In 1986, Sculley commissioned a team to create two “high concept” videos for a new type of computing device that Apple could conceivably build in the future. These “Knowledge Navigator” promos showed a foldable, tablet-like device with a humanoid “virtual assistant” that interacted via spoken instructions. While some derided the impracticality of these sci-fi vignettes, they fired up Apple employees and got them thinking about the future of computing.
Meanwhile, Apple engineer Steve Sakoman was bored after launching the Macintosh II. He wanted to make a portable device like the pioneering PC laptop he had built for Hewlett-Packard. To stop him from leaving Apple, vice president Jean-Louis Gassee let him set up a “skunkworks” project to pursue his dream. But he didn’t want to just make a Macintosh laptop. He had a vision of a tablet-like device, the size of a folded A4 sheet of paper, that could read people’s handwriting.
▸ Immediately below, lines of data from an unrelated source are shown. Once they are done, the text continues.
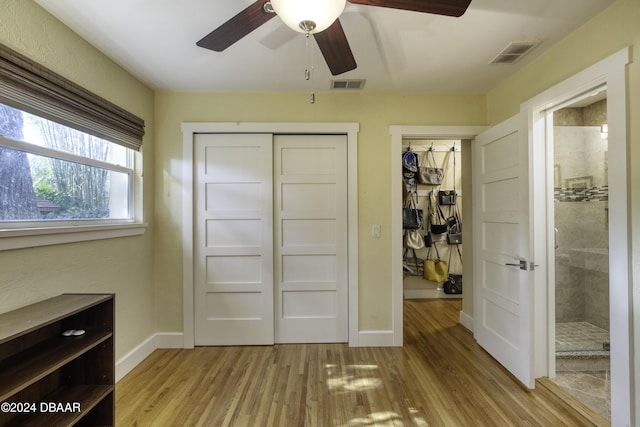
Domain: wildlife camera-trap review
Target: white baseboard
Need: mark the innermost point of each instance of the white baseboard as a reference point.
(375, 339)
(143, 350)
(466, 321)
(427, 293)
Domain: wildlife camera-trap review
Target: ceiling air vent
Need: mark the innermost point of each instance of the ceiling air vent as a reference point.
(356, 84)
(513, 52)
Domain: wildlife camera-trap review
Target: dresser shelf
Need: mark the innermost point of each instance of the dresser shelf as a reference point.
(53, 380)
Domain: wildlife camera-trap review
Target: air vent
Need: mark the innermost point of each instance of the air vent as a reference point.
(355, 84)
(513, 52)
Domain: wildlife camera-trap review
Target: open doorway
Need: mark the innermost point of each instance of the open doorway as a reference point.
(438, 236)
(580, 274)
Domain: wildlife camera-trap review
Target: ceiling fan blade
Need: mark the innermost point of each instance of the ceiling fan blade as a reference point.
(236, 28)
(439, 7)
(335, 48)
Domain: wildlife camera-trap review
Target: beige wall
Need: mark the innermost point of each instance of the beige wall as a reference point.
(375, 112)
(124, 265)
(615, 28)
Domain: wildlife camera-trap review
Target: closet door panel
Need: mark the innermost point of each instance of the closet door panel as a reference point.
(234, 240)
(311, 245)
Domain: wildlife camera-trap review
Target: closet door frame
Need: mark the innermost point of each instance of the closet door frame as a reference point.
(189, 129)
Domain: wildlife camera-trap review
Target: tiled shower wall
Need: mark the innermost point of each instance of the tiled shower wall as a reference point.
(581, 216)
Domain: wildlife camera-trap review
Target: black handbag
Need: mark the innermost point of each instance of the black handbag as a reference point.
(453, 285)
(447, 197)
(454, 235)
(411, 215)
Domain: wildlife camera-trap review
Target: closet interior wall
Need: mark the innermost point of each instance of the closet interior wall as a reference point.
(416, 286)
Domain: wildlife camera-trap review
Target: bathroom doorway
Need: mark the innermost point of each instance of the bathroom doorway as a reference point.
(581, 242)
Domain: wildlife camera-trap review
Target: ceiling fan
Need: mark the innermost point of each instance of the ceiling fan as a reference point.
(329, 36)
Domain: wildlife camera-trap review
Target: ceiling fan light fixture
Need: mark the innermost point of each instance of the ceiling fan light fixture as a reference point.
(306, 16)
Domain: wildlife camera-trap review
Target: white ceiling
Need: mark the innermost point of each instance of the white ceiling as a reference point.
(395, 50)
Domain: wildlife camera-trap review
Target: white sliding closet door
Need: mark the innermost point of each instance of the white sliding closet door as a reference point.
(311, 238)
(233, 242)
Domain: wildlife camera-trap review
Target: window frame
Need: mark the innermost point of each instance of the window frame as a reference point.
(32, 88)
(23, 234)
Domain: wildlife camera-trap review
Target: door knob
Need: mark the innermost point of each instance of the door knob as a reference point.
(522, 264)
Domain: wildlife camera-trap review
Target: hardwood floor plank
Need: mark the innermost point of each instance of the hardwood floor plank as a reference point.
(441, 377)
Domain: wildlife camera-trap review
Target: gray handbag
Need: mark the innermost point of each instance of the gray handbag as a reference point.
(413, 239)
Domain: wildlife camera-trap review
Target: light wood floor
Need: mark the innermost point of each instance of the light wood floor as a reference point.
(440, 377)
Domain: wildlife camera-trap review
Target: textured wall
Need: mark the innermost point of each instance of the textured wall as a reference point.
(124, 265)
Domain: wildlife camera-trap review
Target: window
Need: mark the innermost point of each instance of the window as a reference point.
(67, 159)
(50, 172)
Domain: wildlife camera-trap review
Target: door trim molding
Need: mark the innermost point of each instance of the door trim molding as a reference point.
(189, 129)
(611, 71)
(398, 133)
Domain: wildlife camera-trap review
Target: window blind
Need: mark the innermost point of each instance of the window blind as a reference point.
(26, 85)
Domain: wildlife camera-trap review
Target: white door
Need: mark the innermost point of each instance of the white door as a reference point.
(503, 270)
(233, 276)
(311, 238)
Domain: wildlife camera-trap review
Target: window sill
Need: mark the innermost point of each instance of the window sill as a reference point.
(32, 237)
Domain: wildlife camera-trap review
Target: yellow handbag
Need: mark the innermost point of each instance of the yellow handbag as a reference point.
(435, 270)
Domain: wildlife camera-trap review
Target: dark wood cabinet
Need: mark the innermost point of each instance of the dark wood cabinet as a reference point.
(47, 378)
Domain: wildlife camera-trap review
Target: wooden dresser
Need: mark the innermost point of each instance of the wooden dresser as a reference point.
(57, 362)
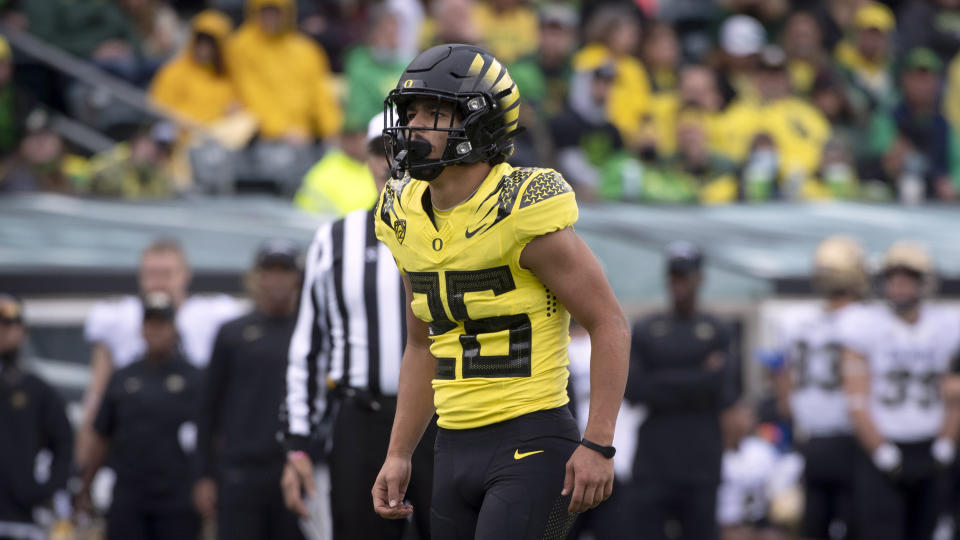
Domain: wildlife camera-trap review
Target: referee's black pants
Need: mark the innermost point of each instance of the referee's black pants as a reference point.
(828, 486)
(656, 502)
(361, 436)
(250, 505)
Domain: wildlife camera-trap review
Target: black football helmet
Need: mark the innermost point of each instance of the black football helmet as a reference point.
(485, 100)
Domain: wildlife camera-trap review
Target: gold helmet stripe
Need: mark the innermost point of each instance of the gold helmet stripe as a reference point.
(475, 66)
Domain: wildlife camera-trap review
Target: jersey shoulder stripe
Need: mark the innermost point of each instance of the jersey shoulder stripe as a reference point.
(546, 185)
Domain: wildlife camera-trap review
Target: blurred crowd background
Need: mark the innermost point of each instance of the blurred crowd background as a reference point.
(670, 102)
(684, 102)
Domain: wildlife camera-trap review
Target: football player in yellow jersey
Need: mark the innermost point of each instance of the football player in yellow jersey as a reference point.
(493, 271)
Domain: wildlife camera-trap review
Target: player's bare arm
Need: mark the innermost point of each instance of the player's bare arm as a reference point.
(564, 263)
(101, 367)
(950, 392)
(856, 384)
(414, 411)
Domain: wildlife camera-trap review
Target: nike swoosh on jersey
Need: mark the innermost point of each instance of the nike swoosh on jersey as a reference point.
(518, 455)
The dream starts to slip away
The technology to create such a device didn’t exist when the Newton project began in 1987, so Sakoman contacted AT&T and hired the company to design a low-power version of its CRISP CPU, which became known as the AT&T Hobbit.
Unfortunately, the Hobbit wasn’t nearly as nimble and clever as its namesake. The CPU was “rife with bugs, ill-suited for our purposes, and overpriced,” according to Apple Chief Scientist Larry Tesler. The original Newton design required three Hobbit CPUs to operate, the end-user cost was nearing $6,000, and the device wouldn’t even be ready for at least five years. The handwriting-recognition software, a key selling point for the device, was also progressing slowly.
Development of the Newton had bogged down, and Sakoman started to lose hope that it would ever be finished. In 1990, he left Apple along with Gassee to found Be, Inc., which made its own desktop computers and the BeOS operating system.
At the same time, another “top secret” Apple division was also working on unique portable devices and software under the code name “Pocket Crystal.” Larry Tesler was asked to evaluate this team to see if it might be able to replace the Newton. Instead, he suggested spinning out Pocket Crystal into a separate company (which became General Magic) and refocusing the Newton project with new hardware and new leadership.